Casteism itself is, of course, identity politics in its purest, vilest form. And it is no mere historical relic. A nine-year-old Dalit boy was recently brutally beaten for touching a water pot reserved for caste Hindus: three days ago, he died of his injuries. That this is still happening is a disgrace. But even so Indians would be ill advised to get bogged down in the kind of identity politics and full-scale scapegoating of groups that has fractured the western left. We shouldn’t be fighting middle-class liberals born with caste privilege who are outspoken opponents of the BJP. The real enemy is clad in saffron. They are numerous and frightening and to defeat their movement will take all our ingenuity, determination, eloquence and united efforts.
The recent stabbing of Salman Rushdie and the muted and even sometimes celebratory response from too many Muslims has once again revealed the worldwide problem of Islamic extremism. Those Hindu fascists who want their fellow citizens to be disenfranchised or discriminated against use such events as justification for their aspiration to found a Hindu theocracy. Yet at the same time, Modi’s government has offered no statement of support for Salman Rushdie, who, although he is now a British citizen, is surely India’s most influential and eminent author of the post-Independence period. The Hindu right care about him only as a means of promoting their own bigotry.

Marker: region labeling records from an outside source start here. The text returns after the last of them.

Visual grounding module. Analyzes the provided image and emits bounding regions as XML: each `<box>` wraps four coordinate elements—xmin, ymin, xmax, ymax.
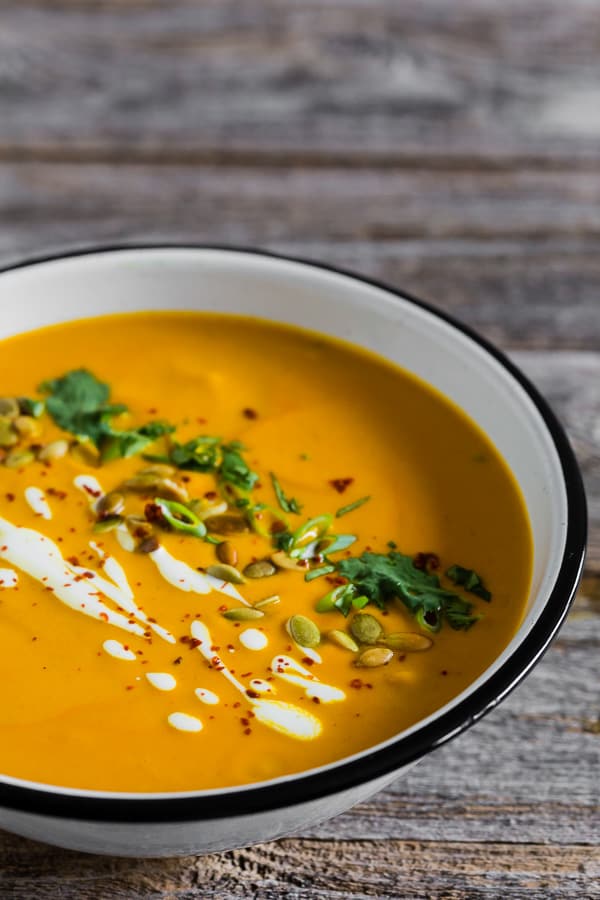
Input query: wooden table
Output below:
<box><xmin>0</xmin><ymin>0</ymin><xmax>600</xmax><ymax>900</ymax></box>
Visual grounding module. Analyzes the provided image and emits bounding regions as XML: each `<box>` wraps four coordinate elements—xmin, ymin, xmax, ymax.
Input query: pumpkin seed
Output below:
<box><xmin>204</xmin><ymin>514</ymin><xmax>249</xmax><ymax>534</ymax></box>
<box><xmin>350</xmin><ymin>613</ymin><xmax>383</xmax><ymax>644</ymax></box>
<box><xmin>0</xmin><ymin>416</ymin><xmax>19</xmax><ymax>448</ymax></box>
<box><xmin>271</xmin><ymin>550</ymin><xmax>306</xmax><ymax>572</ymax></box>
<box><xmin>96</xmin><ymin>491</ymin><xmax>125</xmax><ymax>516</ymax></box>
<box><xmin>377</xmin><ymin>631</ymin><xmax>433</xmax><ymax>653</ymax></box>
<box><xmin>38</xmin><ymin>438</ymin><xmax>69</xmax><ymax>462</ymax></box>
<box><xmin>206</xmin><ymin>563</ymin><xmax>246</xmax><ymax>584</ymax></box>
<box><xmin>215</xmin><ymin>541</ymin><xmax>237</xmax><ymax>566</ymax></box>
<box><xmin>4</xmin><ymin>450</ymin><xmax>35</xmax><ymax>469</ymax></box>
<box><xmin>136</xmin><ymin>534</ymin><xmax>160</xmax><ymax>553</ymax></box>
<box><xmin>223</xmin><ymin>606</ymin><xmax>264</xmax><ymax>622</ymax></box>
<box><xmin>254</xmin><ymin>594</ymin><xmax>280</xmax><ymax>609</ymax></box>
<box><xmin>94</xmin><ymin>516</ymin><xmax>124</xmax><ymax>534</ymax></box>
<box><xmin>286</xmin><ymin>616</ymin><xmax>321</xmax><ymax>647</ymax></box>
<box><xmin>354</xmin><ymin>647</ymin><xmax>394</xmax><ymax>669</ymax></box>
<box><xmin>327</xmin><ymin>628</ymin><xmax>359</xmax><ymax>653</ymax></box>
<box><xmin>244</xmin><ymin>559</ymin><xmax>277</xmax><ymax>578</ymax></box>
<box><xmin>0</xmin><ymin>397</ymin><xmax>20</xmax><ymax>419</ymax></box>
<box><xmin>121</xmin><ymin>473</ymin><xmax>190</xmax><ymax>503</ymax></box>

We have to support Indian Muslims unreservedly, while never romanticising Islam itself. Both Hinduism and Islam can be practised peacefully. And both have deeply troubling teachings that can motivate evil.
Amid all this, I once again urge people to stop for at least one day and take inspiration from the imperfect people who fought for independence—especially the far-sighted B. R. Ambedkar—from their partial but still astonishing achievements and from the constitution they ratified: deeply flawed but still pointing towards goals far more worthy to aspire to than those of any authoritarian theocracy or ethnostate. India must remain a secular democracy. (Pakistan must become one.) That is the only way to bring greater prosperity and happiness to everyone. It is my most fervent wish for all Indians.
On Being a Proud Indian
We are little men serving great causes, but because the cause is great, something of that greatness falls upon us also.—Jawaharlal Nehru, 1946.
There is no rational reason to be proud of something you did not choose—like an accident of birth—or of achievements in which you had no part, like those of your ancestors. Yet most of us find it comforting to conceive of ourselves as part of a tribe and—however illogically—we want to take credit for the successes of its members. Few of us are athletes, but many of us feel invested in the fate of our local or national football or cricket team. Few of us can be heroes, but we feel a swelling of pride when eminent people produce great works of literature, make scientific discoveries, act with statesmanlike dignity on the world stage, embody our heroes on the big screen. Our own lives can be pedestrian and petty, but we have vivid imaginations that must feed on the doings of more prominent people, huge ambitions that can only be realised vicariously.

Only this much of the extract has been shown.